Angriff auf IBM und Lenovo

Unabhängig von der Separation zeigt sich HP angriffslustig. Das „Smart Choice“ Programm attackiert gezielt die Serversparte von IBM und Lenovo. „Wir wollen die Verunsicherung im Markt nutzen, um weitere Smart Choice Partner zu gewinnen. Seit dem Start am seit 1. Juni in Deutschland haben wir bereits erste Partner gewonnen. Darunter sind auch große Partner und wir haben so Umsatz in Richtung HP bewegt. Wir erhoffen einen Swing im Fiskaljahr 2016“, betont Steinberger.

Dabei sollen auch die Sales Plays helfen, ein lösungsorientierter Vertriebsansatz. Seit April werden Geschäftsführer, Führungskräfte, Vertriebs- und Servicemitarbeiter trainiert, als gesamtes Team zielführend und produktiv zusammenarbeiten um Geschäftschancen aufzudecken und umzusetzen. „Die Sales Plays sind nicht nur für Platinum Partner geeignet. Sie machen ab etwa einer Million Umsatz Sinn.“ Zwar sei eine Investition durch die Partner erforderlich, aber dies wird sich auszahlen, glaubt Steinberger.

Aruba wird integriert

HP hat sich vor kurzem mit den Wireless-Spezialisten von Aruba verstärkt.

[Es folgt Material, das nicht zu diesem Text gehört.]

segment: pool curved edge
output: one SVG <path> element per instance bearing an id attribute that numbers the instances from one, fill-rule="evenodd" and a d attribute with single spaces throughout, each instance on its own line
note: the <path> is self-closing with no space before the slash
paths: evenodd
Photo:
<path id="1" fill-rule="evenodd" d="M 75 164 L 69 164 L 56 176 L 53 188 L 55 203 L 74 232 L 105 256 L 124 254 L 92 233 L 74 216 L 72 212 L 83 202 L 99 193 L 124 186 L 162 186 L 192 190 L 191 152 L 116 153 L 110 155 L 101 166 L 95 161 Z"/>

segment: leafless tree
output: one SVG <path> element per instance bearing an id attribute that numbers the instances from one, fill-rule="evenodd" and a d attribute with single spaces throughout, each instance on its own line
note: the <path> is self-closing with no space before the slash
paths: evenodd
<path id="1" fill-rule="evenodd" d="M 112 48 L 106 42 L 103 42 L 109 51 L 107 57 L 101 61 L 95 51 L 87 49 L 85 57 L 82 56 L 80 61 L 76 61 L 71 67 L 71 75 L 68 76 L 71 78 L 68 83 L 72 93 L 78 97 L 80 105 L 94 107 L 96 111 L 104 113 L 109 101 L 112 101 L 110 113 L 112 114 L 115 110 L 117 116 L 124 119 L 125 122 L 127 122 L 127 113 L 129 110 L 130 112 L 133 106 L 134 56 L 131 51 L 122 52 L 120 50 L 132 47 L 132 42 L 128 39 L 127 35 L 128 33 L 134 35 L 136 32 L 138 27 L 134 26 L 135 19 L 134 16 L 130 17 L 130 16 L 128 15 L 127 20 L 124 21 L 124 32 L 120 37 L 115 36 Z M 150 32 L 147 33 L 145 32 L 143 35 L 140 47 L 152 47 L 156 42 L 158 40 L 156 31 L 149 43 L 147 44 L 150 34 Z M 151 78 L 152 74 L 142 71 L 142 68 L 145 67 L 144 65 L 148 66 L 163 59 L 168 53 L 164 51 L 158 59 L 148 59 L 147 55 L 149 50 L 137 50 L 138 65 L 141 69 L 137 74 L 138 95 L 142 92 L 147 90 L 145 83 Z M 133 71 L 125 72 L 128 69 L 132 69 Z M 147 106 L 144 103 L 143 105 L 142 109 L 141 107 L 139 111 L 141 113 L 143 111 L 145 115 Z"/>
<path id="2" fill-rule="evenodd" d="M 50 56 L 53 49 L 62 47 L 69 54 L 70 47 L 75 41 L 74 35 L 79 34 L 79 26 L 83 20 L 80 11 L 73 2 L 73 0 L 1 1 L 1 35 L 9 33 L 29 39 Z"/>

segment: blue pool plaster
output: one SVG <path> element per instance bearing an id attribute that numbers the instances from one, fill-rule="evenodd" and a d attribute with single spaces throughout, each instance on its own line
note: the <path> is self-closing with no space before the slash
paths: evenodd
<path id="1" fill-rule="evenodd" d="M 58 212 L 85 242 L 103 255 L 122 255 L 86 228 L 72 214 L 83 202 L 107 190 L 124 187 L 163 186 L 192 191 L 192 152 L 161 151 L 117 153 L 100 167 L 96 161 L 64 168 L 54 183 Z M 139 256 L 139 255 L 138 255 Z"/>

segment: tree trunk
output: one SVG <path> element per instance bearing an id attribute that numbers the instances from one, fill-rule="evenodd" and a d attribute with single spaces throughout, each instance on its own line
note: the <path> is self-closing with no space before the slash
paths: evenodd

Im Mai wurde der Kauf offiziell abgeschlossen. „Wir sind jetzt in der Integrationsphase. Aruba hat Stärken im WLAN, HP im Netzwerk und der konvergenten Infrastruktur für den Campus“, erklärt dazu Thomas Peuthert, Channel Sales Manager HP Networking. „Wir wollen für Partner den Weg ebnen und starten Ausbildungsinitiativen.“ Für die Zusammenführung der beiden Partnerprogramme lässt sich HP viel Zeit. Sie soll erst am 1. November 2016 erfolgen.

In einem ersten Schritt werden die SMB Access Points von Aruba in der HP Preisliste geführt. Die Integration der Mitarbeiter wird noch stattfinden. „Die HP Partner warten auf Aruba. Wir bekommen neue Vertriebspower. Aruba hat eine exzellente Position und das wird sich entwickeln“, ist sich Peuthert sicher.